摘要：Transformer 语言模型通常使用固定长度的上下文窗口进行操作，该窗口随着大规模预训练数据集的增长而增长。然而，在 BabyLM 挑战赛中，许多过去的提交都默认使用更短的序列长度。我们研究了序列长度对 BabyLM 预训练的影响，以回答一个简单的问题：在训练 Baby LM 时我们应该使用什么序列长度？使用 100M 字的训练数据和固定的计算预算，我们比较了 125M 参数的 Mamba 和 OPT 模型，发现虽然越长通常越好，但最佳长度取决于任务和架构。较短的序列足以完成语法概括任务，而较长的上下文有利于形态类比推理任务。

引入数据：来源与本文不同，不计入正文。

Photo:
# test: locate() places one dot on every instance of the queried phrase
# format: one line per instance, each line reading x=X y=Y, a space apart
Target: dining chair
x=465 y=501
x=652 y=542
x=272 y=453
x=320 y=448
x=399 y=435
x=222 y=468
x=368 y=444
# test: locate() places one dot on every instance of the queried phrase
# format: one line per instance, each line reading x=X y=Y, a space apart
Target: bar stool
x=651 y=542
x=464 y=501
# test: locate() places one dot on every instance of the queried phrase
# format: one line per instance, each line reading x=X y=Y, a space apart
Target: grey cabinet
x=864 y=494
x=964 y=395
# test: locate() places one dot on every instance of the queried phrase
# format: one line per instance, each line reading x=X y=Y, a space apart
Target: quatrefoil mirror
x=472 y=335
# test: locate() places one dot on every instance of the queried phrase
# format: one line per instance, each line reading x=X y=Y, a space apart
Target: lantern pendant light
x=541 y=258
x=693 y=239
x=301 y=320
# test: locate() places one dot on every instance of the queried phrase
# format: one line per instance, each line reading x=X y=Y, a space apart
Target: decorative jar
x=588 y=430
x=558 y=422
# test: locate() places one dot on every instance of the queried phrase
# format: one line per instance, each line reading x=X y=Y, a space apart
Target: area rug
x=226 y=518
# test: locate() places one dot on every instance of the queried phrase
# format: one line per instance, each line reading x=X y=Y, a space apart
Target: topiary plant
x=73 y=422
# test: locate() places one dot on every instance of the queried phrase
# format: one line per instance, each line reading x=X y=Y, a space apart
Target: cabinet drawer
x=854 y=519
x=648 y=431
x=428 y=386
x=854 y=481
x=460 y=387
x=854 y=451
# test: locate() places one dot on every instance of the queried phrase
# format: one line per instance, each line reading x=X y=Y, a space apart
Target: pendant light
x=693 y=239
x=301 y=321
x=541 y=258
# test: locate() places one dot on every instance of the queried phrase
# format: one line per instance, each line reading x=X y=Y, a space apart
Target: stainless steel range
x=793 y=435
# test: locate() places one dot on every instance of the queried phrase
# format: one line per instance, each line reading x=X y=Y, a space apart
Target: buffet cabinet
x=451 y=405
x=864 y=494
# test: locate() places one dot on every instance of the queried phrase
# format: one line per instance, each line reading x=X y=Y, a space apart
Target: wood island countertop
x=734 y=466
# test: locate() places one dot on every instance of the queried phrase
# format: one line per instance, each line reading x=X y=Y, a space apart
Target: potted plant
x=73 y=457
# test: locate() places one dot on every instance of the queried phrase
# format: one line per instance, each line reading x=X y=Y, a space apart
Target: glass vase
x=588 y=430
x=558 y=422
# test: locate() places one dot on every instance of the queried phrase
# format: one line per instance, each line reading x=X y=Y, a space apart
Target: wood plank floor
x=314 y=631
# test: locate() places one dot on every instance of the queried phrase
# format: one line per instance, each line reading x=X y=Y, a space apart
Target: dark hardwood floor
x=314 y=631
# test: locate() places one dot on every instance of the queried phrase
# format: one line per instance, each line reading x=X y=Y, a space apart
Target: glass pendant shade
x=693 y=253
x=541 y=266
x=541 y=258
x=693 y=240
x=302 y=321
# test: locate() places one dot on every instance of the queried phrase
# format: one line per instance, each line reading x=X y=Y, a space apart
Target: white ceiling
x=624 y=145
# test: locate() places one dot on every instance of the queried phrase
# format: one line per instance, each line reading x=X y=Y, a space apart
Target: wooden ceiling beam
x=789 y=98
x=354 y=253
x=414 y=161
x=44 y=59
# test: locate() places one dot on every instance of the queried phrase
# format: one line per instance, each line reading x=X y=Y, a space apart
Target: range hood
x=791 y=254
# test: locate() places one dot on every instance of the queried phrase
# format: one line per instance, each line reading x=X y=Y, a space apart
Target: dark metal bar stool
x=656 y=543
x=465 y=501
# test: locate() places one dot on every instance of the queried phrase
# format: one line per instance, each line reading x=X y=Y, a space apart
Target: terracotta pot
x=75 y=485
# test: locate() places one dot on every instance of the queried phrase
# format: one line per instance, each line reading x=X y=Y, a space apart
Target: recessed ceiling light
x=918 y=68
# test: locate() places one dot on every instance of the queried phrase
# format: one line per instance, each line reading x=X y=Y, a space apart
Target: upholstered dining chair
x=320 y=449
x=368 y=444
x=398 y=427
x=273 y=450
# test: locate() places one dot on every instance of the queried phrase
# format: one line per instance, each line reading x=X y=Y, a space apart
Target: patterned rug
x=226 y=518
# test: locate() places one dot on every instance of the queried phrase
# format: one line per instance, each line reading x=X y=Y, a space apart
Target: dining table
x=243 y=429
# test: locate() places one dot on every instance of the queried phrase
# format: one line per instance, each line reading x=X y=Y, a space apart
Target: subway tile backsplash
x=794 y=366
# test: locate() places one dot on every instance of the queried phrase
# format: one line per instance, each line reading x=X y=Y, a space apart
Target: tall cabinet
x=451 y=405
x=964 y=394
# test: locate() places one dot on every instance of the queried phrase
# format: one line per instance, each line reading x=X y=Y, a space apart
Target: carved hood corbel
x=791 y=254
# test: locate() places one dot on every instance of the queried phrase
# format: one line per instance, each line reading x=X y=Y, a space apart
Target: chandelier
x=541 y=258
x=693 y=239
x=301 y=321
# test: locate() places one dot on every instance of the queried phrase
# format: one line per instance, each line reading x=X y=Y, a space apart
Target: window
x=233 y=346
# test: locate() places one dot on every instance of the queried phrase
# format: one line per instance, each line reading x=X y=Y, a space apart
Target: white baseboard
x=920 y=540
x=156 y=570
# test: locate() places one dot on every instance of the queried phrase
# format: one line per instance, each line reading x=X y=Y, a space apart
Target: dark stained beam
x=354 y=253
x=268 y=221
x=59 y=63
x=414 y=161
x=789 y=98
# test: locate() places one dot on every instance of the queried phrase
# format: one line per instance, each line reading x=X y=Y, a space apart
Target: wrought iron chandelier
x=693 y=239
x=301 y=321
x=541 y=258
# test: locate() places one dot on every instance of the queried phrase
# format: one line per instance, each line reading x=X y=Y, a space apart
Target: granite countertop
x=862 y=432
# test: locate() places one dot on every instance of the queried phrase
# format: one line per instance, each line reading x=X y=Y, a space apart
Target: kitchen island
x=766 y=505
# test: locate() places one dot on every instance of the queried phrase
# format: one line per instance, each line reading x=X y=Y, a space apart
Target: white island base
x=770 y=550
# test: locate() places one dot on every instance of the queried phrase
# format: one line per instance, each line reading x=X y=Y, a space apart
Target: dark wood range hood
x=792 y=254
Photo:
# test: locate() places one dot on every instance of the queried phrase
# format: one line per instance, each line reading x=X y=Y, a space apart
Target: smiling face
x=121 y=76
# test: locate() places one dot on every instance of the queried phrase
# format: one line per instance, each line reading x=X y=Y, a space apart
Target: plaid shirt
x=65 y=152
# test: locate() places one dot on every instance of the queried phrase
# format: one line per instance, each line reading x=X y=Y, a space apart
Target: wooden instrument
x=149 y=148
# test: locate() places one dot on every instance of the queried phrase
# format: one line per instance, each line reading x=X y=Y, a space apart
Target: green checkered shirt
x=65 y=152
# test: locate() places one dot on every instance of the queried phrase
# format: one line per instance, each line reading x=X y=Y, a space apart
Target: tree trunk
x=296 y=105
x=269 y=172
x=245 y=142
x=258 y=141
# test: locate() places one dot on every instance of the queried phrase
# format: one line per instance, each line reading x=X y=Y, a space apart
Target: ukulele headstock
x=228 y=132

Title: Lookahead Routing for Large Language Models

Authors: Canbin Huang, Tianyuan Shi, Yuhua Zhu, Ruijun Chen, Xiaojun Quan
Subjects: cs.CL
Abstract URL: https://arxiv.org/abs/2510.19506
Pdf URL: https://arxiv.org/pdf/2510.19506
Copy Paste: [[2510.19506]] Lookahead Routing for Large Language Models(https://arxiv.org/abs/2510.19506)
Keywords: language model, llm
Abstract: Large language model (LLM) routers improve the efficiency of multi-model systems by directing each query to the most appropriate model while leveraging the diverse strengths of heterogeneous LLMs. Most existing approaches frame routing as a classification problem based solely on the input query. While this reduces overhead by avoiding inference across all models, it overlooks valuable information that could be gleaned from potential outputs and fails to capture implicit intent or contextual nuances that often emerge only during response generation. These limitations can result in suboptimal routing decisions, particularly for complex or ambiguous queries that require deeper semantic understanding. To address this challenge, we propose Lookahead, a routing framework that "foresees" potential model outputs by predicting their latent representations and uses these predictions to guide model selection, thus enabling more informed routing without full inference. Within this framework, we implement two approaches based on causal and masked language models. Empirical evaluations across seven public benchmarks - spanning instruction following, mathematical reasoning, and code generation - show that Lookahead consistently outperforms existing routing baselines, achieving an average performance gain of 7.7% over the state-of-the-art. Our code is available at this https URL.
摘要：大型语言模型 (LLM) 路由器将每个查询定向到最合适的模型，同时利用异构 LLM 的不同优势，从而提高多模型系统的效率。大多数现有方法将路由视为仅基于输入查询的分类问题。虽然这通过避免跨所有模型进行推理来减少开销，但它忽略了可以从潜在输出中收集的有价值的信息，并且无法捕获通常仅在响应生成期间出现的隐含意图或上下文细微差别。这些限制可能会导致路由决策不理想，特别是对于需要更深入语义理解的复杂或模糊查询。为了应对这一挑战，我们提出了 Lookahead，这是一种路由框架，它通过预测潜在模型输出来“预见”潜在的模型输出，并使用这些预测来指导模型选择，从而无需完全推理即可实现更明智的路由。在此框架内，我们实现了两种基于因果语言模型和屏蔽语言模型的方法。对七个公共基准（涵盖指令跟踪、数学推理和代码生成）的实证评估表明，Lookahead 始终优于现有的路由基准，与最先进的技术相比，平均性能提高了 7.7%。我们的代码可以在这个 https URL 上找到。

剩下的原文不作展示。